Details zu Aufgaben, Kompetenzen, technischer Ausstattung und zum Sitz der Einrichtung gab das Ministerium nicht bekannt. Es laufe ein Willensbildungs- und Entscheidungsprozess, hieß es. Zudem müssten datenschutzrechtliche sowie grundlegende gesetzliche Voraussetzungen geprüft werden. Zu den eingeplanten 4,2 Millionen Euro erklärte der Sprecher, mit den angemeldeten Mitteln solle Haushaltsvorsorge geschaffen werden.

Das Land Brandenburg bestätigte die Pläne. Eine Sprecherin des Innenministeriums in Potsdam sagte, Sachsen habe bei dem Projekt die Federführung übernommen.

Während Brandenburg noch keine Mittel im Etat eingeplant hat, arbeitet man in Dresden schon länger an Umsetzungsmöglichkeiten für das Projekt. Im Internet findet sich eine öffentliche Ausschreibung für "Beratungsleistungen, rechtliches Gutachten sowie Konzeption zur Bildung/Einrichtung eines Rechen- und Dienstleistungszentrums für die stationäre Telekommunikationsüberwachung der Mitteldeutschen Sicherheitskooperation und des Landes Berlin" vom 17. September 2012. Auftraggeber: das sächsische Innenministerium.

Die Opposition im Landtag verlangt Aufklärung. Valentin Lippmann, innenpolitischer Sprecher der Fraktion Bündnis 90/Die Grünen, sagte: "Für dieses ominöse Kompetenzzentrum, das in der Form einer Anstalt öffentlichen Rechts geführt werden soll, fehlt derzeit jegliche gesetzliche Grundlage. Weder wurde dem Landtag ein dazu erforderlicher Staatsvertrag oder ein Errichtungsgesetz vorgelegt, noch wurde den Abgeordneten bisher überhaupt mitgeteilt, dass die Errichtung eines solchen Zentrums geplant ist." Lippmann ergänzte: "Wir haben massive Datenschutzbedenken bei diesem Vorhaben."

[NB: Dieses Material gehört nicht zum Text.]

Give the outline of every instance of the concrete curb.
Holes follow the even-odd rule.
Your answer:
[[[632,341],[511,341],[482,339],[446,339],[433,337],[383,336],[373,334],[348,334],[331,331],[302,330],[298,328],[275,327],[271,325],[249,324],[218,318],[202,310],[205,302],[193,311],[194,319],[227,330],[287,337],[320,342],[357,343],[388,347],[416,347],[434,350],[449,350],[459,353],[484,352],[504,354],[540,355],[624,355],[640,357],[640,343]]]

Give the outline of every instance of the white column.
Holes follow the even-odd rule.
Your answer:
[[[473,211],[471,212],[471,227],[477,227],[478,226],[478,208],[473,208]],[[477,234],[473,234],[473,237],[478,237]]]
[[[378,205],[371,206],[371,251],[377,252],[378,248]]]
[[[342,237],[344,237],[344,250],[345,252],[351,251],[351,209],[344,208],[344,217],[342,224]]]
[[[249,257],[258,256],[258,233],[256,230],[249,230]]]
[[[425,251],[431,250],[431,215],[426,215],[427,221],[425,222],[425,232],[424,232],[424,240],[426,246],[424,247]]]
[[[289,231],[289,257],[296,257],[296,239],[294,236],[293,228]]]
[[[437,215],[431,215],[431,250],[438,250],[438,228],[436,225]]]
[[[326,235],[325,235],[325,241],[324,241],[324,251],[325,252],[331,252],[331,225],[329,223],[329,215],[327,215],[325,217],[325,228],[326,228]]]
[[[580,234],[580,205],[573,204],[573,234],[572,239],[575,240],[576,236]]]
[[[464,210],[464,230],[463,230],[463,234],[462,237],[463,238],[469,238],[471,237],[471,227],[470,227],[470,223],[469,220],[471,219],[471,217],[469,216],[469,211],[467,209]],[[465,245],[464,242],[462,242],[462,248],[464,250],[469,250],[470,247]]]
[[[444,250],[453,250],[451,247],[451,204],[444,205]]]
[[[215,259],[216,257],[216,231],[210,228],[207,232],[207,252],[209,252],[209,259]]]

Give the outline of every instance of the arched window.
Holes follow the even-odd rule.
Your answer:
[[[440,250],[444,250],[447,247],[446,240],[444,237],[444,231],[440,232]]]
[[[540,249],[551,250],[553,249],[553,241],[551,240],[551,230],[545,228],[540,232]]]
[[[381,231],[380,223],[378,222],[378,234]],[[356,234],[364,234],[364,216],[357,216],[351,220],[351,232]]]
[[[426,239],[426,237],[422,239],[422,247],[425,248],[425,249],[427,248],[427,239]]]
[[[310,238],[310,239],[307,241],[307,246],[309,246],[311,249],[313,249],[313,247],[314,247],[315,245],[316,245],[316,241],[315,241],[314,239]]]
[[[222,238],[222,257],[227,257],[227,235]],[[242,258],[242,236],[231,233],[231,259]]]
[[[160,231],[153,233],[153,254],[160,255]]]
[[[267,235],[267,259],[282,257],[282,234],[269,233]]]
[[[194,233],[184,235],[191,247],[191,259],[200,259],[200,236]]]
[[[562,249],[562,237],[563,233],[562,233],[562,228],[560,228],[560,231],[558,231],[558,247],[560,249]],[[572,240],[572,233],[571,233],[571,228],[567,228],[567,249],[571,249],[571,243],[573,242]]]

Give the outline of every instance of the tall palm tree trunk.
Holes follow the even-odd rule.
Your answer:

Der innenpolitische Sprecher der Linken, Enrico Stange, äußerte ebenfalls Zweifel, dass die geplante Fünf-Länder-Überwachungsanstalt "eine sinnvolle Einrichtung wäre". Der Haushaltsposten sei eine Überraschung gewesen, die Regierung müsse nun einige Fragen beantworten. "Wir haben Befürchtungen, dass man noch stärker in grundrechtsrelevante Bereiche eindringen will."

 

Die länderübergreifende Sicherheitskooperation


Zur Bekämpfung schwerer Straftaten haben die Bundesländer Sachsen, Sachsen-Anhalt und Thüringen im Jahr 2002 eine Sicherheitskooperation beschlossen. Seit 2004 ist auch Brandenburg dabei, das Land Berlin nimmt momentan noch als Gast an den Besprechungen teil, will aber in Kürze beitreten. Innerhalb der Kooperation befassen sich die Partner mit Themen wie organisierter Kriminalität, effizienterer Fahndung nach Personen und Sachen, der Erhöhung der Verkehrssicherheit und dem Ausbau eines umfassenden länderübergreifenden Informationsaustauschs. Ein Schwerpunkt liegt dabei auf der grenzüberschreitenden Kriminalität, insbesondere beim Kfz-Diebstahl. Die Sicherheitskonferenzen werden turnusmäßig unter wechselndem Vorsitz durchgeführt.